Momentan redet alles über die große, weite Fußballwelt, die sich in Südafrika versammelt hat, um die WM auszuspielen, dabei gibt es auch in unserer schönen Stadt Hamburg auch noch vermeldenswerte Geschichten. Eine davon muss ich Euch jetzt, kurz nach dem Fauxpas des englischen Torhüters gegen die USA, erzählen, auch wenn sie sich nicht um den HSV, sondern um den HFV (Hamburger Fußball-Verband) dreht. Es ist eine Geschichte zum Schmunzeln – und passt daher bestens in die Reihe der wirklich liebevoll zusammengestellten und aufgeschriebenen Sommergeschichten.

In dieser Woche stand auf dem Sportplatz im Sternschanzenpark das Finale der Hamburger Meisterschaft in der Altersklasse Alte Herren statt, bei dem sich Post SV und Germania Schnelsen gegenüberstanden. Das Duell war hochklassig, es war auf Augenhöhe, und es ging in die Verlängerung. Dann, nach einer Minute der Zusatzspielzeit, kam ein Spieler auf Schiedsrichter Gerd Müller vom SC Urania zu und bat ihn um eine Spielunterbrechung wegen eines Loches im Rasen. Müller, seit 50 Jahren an der Pfeife, schaute sich das Loch an und erschrak, als sich herausstellte, dass dort mitten auf dem Spielfeld ein unterarmtiefes Loch mit einem Kaninchenbau am Ende war – und in der tierischen Unterkunft auch noch zwei Hoppler hausten. Was tun? Der Torwart von Post machte sich quasi in Schutzkleidung (weil: Handschuhe) zum Loch auf. Ein Kaninchen raste schon vor seiner Ankunft aus dem Loch heraus und quer über den Platz in die Grünanlagen. Beim ersten beherzten Griff in den tiefen Tunnel flutschte das zweite Tierchen (wie der Ball gerade beim englischen Green-Keeper…) aus der Hand und wollte auch gerade entwischen, doch in bester Torwart-Manier hechtete der gute Mann dem Kaninchen hinterher, erwischte es und trug es anschließend vorsichtig in die Grünflächen hinter der Sportplatzumzäunung.
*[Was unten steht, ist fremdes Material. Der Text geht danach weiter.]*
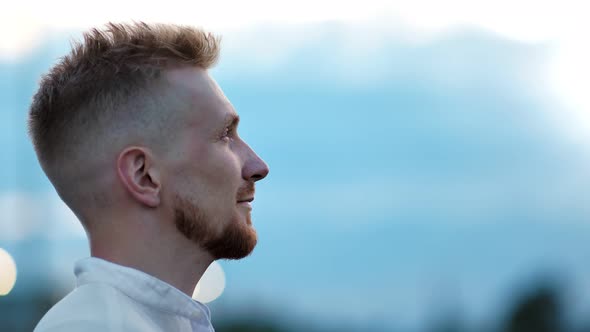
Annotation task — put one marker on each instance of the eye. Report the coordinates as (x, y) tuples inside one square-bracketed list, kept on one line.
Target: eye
[(227, 135)]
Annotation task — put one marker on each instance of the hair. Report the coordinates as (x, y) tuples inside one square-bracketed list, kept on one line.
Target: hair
[(106, 81)]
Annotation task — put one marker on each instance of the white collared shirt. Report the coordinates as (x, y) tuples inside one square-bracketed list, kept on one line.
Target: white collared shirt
[(114, 298)]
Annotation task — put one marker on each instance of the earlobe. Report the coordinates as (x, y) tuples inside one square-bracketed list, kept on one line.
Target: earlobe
[(139, 175)]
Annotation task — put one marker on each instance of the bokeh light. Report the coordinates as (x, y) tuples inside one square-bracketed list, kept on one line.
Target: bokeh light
[(211, 284), (7, 272)]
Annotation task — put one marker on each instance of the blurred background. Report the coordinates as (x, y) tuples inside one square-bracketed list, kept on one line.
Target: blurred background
[(430, 163)]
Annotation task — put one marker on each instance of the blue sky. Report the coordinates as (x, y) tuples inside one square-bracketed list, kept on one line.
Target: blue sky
[(405, 176)]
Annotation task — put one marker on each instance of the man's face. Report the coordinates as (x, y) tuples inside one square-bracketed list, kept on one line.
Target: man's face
[(210, 170)]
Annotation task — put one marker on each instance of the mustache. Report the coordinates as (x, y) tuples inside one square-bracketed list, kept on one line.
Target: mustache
[(246, 191)]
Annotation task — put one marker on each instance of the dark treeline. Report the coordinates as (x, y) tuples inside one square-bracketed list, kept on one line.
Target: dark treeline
[(541, 310)]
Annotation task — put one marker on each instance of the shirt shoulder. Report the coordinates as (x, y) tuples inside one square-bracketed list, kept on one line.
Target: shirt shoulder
[(94, 307)]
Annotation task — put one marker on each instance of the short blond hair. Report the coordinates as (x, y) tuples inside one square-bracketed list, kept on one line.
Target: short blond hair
[(102, 80)]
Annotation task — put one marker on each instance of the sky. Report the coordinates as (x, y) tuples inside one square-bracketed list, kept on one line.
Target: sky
[(422, 156)]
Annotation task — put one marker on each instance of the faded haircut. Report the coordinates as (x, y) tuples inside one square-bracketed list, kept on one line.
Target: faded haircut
[(108, 79)]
Der Platzwart stopfte das wirklich riesige Loch mit Sand, Schiedsrichter Müller strahlte – und das Spiel wurde tatsächlich zu Ende gebracht.

Wie es endete? Enttäuschend für den mutigen Postkeeper. Der musste nämlich in der letzten Minute der Verlängerung doch einmal hinter sich greifen, weil ein Germanen-Schuss ihn überwand. Kaninchen bekommen, Titel verloren: Das alles fand übrigens bei strömendem Regen statt. Ein kurioses Erlebnis der Sonderklasse, oder? „Ich habe so etwas noch nie erlebt“, sagte Müller am Ende.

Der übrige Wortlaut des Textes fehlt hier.